In particular, its interest rate decisions will continue to be based on its assessment of the inflation outlook in light of the incoming economic and financial data, the dynamics of underlying inflation, and the strength of monetary policy transmission.
Here’s more reaction to the European Central Bank’s interest rate rise.
Carsten Brzeski, global Head of Macro at ING, says:
The ECB just hiked its main policy interest rates by 25bp. The deposit interest rate is now at 3.75%. What is more interesting, the accompanying policy statement kept the door for further rate hikes wide open and did not strike a more cautious note. Let’s see whether this stance will be confirmed at the press conference, starting at 2.45pm CET.
After the June pre-announcement, it was hard not to hike interest rates today. The ECB has been too explicit that the risk of stopping rate hikes prematurely is much higher than going too far.

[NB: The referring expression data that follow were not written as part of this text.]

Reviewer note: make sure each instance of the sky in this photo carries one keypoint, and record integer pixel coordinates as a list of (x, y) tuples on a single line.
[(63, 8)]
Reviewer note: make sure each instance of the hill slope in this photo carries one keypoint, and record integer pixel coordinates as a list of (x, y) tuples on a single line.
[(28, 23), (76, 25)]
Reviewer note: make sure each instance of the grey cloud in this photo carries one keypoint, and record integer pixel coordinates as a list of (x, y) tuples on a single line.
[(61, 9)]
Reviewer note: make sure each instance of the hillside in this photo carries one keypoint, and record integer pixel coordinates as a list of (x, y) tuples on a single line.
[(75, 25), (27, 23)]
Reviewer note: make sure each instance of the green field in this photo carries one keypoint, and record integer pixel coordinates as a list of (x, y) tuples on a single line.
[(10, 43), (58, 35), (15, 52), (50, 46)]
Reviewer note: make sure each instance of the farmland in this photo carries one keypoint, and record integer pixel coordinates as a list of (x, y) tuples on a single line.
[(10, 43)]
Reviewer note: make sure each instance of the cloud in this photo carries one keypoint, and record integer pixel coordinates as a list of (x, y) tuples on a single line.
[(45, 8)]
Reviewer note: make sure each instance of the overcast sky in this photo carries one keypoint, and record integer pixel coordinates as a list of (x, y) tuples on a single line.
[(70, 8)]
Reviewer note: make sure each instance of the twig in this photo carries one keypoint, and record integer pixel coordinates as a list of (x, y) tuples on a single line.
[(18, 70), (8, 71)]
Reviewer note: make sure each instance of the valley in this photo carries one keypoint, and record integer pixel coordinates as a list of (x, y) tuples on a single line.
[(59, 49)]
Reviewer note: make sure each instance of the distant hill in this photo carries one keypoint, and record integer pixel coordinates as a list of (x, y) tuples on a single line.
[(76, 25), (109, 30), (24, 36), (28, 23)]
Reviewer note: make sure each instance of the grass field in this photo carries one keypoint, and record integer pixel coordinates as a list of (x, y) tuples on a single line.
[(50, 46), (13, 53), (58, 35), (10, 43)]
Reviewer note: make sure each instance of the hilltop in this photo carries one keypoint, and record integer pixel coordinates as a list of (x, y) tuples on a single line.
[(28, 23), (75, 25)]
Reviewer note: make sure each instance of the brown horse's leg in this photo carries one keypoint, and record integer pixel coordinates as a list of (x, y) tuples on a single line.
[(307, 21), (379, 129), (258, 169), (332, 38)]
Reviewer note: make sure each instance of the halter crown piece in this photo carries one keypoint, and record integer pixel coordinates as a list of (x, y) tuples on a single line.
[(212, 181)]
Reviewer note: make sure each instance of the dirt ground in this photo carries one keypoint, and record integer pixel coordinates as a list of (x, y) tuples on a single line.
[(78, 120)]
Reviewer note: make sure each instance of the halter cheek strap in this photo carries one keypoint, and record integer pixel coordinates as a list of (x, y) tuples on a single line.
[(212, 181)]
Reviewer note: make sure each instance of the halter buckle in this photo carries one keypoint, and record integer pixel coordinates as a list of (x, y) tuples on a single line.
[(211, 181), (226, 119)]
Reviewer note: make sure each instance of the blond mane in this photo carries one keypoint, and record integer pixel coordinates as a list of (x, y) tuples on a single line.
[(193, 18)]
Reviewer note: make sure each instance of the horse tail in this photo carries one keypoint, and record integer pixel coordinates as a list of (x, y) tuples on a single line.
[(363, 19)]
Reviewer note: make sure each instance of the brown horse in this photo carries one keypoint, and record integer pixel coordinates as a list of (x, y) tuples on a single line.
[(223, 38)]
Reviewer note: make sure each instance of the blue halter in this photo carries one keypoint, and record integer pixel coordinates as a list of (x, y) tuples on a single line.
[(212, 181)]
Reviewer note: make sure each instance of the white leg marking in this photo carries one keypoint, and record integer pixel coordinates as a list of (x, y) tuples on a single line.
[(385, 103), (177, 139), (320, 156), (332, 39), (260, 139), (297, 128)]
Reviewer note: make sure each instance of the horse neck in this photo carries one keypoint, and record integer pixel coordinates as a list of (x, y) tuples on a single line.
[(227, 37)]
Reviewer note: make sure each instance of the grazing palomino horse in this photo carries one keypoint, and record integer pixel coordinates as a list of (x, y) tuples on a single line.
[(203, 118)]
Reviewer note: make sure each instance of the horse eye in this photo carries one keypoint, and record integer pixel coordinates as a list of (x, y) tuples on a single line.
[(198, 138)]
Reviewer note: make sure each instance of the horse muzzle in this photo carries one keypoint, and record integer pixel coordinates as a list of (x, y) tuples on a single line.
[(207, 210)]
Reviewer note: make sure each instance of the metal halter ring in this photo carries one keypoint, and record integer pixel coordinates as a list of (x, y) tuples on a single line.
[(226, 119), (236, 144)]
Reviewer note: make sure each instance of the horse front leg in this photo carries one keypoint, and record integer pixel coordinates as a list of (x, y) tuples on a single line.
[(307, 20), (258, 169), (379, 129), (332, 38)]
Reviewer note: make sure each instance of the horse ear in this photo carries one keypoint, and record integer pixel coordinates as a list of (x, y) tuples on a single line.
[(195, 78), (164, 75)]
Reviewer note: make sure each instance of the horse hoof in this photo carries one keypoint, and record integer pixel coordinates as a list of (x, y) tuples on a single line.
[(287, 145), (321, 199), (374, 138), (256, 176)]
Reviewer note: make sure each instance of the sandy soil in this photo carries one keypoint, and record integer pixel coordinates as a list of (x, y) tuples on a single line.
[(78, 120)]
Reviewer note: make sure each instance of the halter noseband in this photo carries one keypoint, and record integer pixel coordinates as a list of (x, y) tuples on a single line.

And here’s Alex Livingstone, head of trading for FX & ETFs at Titan Asset Management:
“The ECB decided to follow in the Fed’s footsteps today hiking rates by 25bps to 4.25%. However, the language in the statement struck a more dovish tone than markets anticipated as the ECB gestured to clearer signs of inflation easing and admission of tightening financial conditions weighing on demand.
This is a clear nod to economic growth becoming a more important topic of focus down the line as inflation dissipates.”
Europe’s rate hikes are “drawing to a close”, predicts Ben Laidler, global markets strategist at trading and investing platform at eToro.
“With a sharp energy-driven fall in inflation already underway, and a German-led recession looming, the ECB opted to raise rates by 0.25% today and its approach will be increasingly cautious and data-driven from here on in, with one final rate rise the most likely outcome.
“This more dovish stance will take the wind out of the sails of the Euro rally, be a relief to the continent’s many exporters, while putting the world’s two dominant central banks tantalisingly close to the end of their dramatic tightening cycles.”